Department of Pulmonary and Critical Care Medicine, West China Hospital, Sichuan University, No. 37 Guoxue Lane, Chengdu, Sichuan, 610044, China; Clinical Trial Center, West China Hospital, Sichuan University, No. 37 Guoxue Lane, Chengdu, Sichuan, 610044, China.
Clinical Trial Center, West China Hospital, Sichuan University, No. 37 Guoxue Lane, Chengdu, Sichuan, 610044, China.
Eur J Pharm Sci. 2023 Oct 1;189:106552. doi: 10.1016/j.ejps.2023.106552. Epub 2023 Jul 31.
Autotaxin (ATX) and lysophosphatidic acid (LPA) play an important role in pathogenesis of idiopathic pulmonary fibrosis (IPF). FTP-198 is an oral, novel and selective ATX inhibitor indicated for treating IPF. The study aimed to investigate the pharmacokinetics, pharmacodynamics, safety and tolerability of FTP-198 in healthy subjects.
A single-center, randomized, double-blind, placebo-controlled, single ascending-dose Phase I study was performed. Pharmacokinetics, pharmacodynamics, food effect on pharmacokinetics, elimination, safety and tolerability of FTP-198 were evaluated.
A total of 30 subjects were enrolled and completed the study. After oral administration of single ascending-dose of 100 mg, 300 mg and 400 mg FTP-198 under fasted condition, FTP-198 was absorbed with median time to reach peak concentration (T) of 1.75, 2.75 and 3.5 h, respectively and eliminated with mean elimination half-life (t) of 8.77, 10.58 and 10.57 h, respectively. Peak concentration (C), plasma area under concentration-time curve from time 0 to the last measurable concentration (AUC) and to infinity (AUC) increased in dose-proportional manner for 100 mg to 400 mg FTP-198. Food intake slightly increased the C, AUC and AUC and prolonged T, but not affecting t of FTP-198 compared with fasted state. The pharmacodynamic biomarker plasma lysophosphatidic acid (LPA) 18:2 decreased significantly for 100 mg to 400 mg FTP-198, with inhibition rate from baseline reaching approximately 80% at 24 h post dosing, and higher dose of FTP-198 increased the time to maintain inhibitory plateau. FTP-198 was eliminated from the body almost with no unchanged drug excreted in urine and a small amount of unchanged drug detected in feces of human. Moreover, FTP-198 exhibited favorable safety and tolerability in healthy subjects.

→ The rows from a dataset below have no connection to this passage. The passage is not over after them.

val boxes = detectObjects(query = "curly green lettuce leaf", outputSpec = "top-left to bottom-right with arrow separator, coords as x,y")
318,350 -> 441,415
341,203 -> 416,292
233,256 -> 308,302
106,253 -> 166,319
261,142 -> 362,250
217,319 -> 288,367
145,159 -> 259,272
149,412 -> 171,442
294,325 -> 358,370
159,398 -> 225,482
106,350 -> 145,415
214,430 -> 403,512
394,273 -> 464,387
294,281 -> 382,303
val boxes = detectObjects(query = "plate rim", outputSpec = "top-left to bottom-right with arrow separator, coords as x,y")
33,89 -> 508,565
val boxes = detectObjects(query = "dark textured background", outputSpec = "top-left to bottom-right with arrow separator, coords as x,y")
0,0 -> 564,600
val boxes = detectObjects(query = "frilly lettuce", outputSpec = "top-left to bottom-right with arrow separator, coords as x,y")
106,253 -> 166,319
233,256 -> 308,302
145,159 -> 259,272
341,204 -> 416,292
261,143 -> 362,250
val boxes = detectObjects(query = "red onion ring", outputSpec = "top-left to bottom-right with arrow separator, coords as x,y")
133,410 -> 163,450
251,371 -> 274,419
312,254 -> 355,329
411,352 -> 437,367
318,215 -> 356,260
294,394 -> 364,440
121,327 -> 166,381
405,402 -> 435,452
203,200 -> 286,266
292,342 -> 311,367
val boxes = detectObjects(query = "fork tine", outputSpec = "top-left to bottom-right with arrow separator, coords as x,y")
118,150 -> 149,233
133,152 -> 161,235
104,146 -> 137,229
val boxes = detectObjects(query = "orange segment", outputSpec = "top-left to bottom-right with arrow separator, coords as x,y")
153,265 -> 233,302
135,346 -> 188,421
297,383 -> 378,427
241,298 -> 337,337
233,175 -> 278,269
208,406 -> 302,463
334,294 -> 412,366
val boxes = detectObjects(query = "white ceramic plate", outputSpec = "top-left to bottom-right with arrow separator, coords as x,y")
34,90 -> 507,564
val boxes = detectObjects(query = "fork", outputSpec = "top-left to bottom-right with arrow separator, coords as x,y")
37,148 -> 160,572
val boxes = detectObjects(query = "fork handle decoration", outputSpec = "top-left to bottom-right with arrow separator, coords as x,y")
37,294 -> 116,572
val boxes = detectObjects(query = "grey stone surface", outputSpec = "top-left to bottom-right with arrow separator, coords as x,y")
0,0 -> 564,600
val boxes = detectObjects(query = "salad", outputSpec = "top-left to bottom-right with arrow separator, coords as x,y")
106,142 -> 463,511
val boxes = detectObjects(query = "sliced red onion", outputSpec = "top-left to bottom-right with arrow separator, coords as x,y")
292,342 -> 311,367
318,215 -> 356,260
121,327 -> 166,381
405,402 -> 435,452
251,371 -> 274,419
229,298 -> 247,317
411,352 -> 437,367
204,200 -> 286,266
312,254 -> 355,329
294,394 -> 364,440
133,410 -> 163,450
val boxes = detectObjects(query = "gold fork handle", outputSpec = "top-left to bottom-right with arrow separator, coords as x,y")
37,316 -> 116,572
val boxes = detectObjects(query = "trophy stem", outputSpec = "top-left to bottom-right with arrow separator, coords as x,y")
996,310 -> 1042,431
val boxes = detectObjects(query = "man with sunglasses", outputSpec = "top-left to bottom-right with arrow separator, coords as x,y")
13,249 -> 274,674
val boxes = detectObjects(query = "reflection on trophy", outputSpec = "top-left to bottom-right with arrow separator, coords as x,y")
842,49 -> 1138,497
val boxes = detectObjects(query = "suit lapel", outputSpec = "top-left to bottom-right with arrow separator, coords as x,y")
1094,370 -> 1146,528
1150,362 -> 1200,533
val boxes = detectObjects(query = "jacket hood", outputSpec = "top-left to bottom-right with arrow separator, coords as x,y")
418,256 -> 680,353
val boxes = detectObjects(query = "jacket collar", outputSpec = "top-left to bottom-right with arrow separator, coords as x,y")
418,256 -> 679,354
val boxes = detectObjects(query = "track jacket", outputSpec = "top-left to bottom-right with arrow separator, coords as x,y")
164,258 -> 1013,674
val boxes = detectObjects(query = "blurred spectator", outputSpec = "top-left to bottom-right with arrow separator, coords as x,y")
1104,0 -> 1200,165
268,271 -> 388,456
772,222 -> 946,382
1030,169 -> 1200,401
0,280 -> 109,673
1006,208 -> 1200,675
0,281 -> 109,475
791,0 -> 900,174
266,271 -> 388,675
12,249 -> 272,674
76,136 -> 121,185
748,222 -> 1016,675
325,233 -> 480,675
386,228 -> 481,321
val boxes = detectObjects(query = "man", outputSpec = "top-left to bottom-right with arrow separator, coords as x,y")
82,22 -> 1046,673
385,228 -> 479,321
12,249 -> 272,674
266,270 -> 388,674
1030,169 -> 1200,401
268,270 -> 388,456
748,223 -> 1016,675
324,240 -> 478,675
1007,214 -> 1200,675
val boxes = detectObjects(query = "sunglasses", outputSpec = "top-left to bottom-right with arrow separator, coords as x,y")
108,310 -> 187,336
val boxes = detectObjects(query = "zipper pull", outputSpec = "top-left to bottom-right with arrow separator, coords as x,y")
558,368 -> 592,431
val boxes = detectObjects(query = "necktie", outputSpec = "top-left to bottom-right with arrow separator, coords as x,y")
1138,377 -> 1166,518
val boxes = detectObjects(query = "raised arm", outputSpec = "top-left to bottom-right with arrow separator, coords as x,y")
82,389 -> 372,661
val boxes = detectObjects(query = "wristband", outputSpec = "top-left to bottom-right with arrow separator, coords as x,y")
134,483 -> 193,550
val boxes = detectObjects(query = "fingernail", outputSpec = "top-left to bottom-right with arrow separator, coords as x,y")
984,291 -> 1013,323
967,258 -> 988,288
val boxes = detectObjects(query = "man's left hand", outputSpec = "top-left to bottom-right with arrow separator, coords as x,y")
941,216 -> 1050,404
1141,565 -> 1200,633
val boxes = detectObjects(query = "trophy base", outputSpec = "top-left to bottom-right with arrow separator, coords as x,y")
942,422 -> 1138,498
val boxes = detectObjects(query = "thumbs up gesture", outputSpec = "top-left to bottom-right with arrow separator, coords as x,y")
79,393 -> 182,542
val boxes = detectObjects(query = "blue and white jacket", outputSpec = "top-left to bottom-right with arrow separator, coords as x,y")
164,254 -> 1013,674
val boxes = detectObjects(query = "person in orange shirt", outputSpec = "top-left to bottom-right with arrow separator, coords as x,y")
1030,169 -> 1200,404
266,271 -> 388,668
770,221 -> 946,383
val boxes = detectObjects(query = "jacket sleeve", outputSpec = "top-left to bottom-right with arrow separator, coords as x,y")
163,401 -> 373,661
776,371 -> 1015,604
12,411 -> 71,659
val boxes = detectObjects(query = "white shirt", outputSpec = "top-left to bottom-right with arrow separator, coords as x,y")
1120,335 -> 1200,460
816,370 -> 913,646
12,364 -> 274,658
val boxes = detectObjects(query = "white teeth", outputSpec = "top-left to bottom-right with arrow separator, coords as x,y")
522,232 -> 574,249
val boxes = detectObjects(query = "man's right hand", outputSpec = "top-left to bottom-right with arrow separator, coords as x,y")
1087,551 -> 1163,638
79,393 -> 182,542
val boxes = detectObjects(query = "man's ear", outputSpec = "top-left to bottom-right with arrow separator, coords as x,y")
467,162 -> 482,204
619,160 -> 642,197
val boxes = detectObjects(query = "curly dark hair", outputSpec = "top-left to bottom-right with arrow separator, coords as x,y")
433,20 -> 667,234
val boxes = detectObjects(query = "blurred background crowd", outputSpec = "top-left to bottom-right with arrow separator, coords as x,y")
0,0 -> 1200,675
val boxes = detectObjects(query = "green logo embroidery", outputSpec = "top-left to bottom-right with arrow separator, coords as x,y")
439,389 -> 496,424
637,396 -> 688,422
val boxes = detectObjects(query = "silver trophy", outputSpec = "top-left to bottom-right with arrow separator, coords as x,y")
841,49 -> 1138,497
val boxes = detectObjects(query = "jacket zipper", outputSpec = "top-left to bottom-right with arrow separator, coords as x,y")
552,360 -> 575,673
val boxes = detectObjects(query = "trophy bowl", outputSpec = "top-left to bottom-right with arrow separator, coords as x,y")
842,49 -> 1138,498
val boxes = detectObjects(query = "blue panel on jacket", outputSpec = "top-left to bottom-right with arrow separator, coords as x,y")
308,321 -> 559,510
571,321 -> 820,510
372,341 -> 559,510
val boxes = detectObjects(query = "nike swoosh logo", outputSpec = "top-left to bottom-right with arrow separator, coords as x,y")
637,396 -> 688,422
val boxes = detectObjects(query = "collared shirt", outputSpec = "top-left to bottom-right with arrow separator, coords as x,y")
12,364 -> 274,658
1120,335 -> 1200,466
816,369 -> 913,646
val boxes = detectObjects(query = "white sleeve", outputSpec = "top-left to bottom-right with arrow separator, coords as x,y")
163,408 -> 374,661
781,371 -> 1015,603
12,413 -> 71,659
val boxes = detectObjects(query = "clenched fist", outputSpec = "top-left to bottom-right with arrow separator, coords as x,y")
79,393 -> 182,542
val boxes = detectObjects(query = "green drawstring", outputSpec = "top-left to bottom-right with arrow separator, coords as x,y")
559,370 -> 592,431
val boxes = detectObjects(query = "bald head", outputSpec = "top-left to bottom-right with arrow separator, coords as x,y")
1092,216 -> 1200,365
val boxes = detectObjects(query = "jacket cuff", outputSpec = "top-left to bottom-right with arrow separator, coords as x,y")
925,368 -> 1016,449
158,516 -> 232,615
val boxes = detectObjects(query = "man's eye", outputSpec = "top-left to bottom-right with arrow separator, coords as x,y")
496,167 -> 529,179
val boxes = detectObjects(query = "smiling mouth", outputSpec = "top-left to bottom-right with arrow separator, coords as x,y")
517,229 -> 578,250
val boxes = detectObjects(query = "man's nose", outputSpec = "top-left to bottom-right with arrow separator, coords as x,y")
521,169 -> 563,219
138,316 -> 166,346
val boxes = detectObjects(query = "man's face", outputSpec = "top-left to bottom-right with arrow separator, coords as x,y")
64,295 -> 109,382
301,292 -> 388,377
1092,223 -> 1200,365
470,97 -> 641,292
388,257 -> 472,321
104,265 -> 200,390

Pharmacokinetics, pharmacodynamics, safety and tolerability of FTP-198 support further subsequent clinical development of FTP -198 in IPF patients.
自分泌酶(ATX)和溶血磷脂酸(LPA)在特发性肺纤维化(IPF)的发病机制中起着重要作用。FTP-198 是一种新型、口服、选择性 ATX 抑制剂,用于治疗 IPF。本研究旨在评估 FTP-198 在健康受试者中的药代动力学、药效学、安全性和耐受性。
进行了一项单中心、随机、双盲、安慰剂对照、单次递增剂量的 I 期研究。评估了 FTP-198 的药代动力学、药效学、食物对药代动力学的影响、消除、安全性和耐受性。
共纳入 30 名受试者完成了研究。在禁食条件下单次口服 100mg、300mg 和 400mg 的 FTP-198 后,FTP-198 的中位达峰时间(T)分别为 1.75、2.75 和 3.5h,平均消除半衰期(t)分别为 8.77、10.58 和 10.57h。100mg 至 400mg FTP-198 的峰浓度(C)、从 0 到最后可测量浓度的时间(AUC)和无穷大(AUC)的血浆浓度-时间曲线下面积呈剂量比例增加。与禁食状态相比,食物摄入略微增加了 C、AUC 和 AUC,并延长了 T,但不影响 FTP-198 的 t。药效学生物标志物血浆溶血磷脂酸(LPA)18:2 对 100mg 至 400mg FTP-198 显著降低,在给药后 24h 时从基线抑制率达到约 80%,高剂量的 FTP-198 增加了维持抑制平台的时间。FTP-198 从体内几乎没有以原形药物排泄,少量原形药物在人粪便中被检测到。此外,FTP-198 在健康受试者中表现出良好的安全性和耐受性。
FTP-198 的药代动力学、药效学、安全性和耐受性支持其在 IPF 患者中进一步的后续临床开发。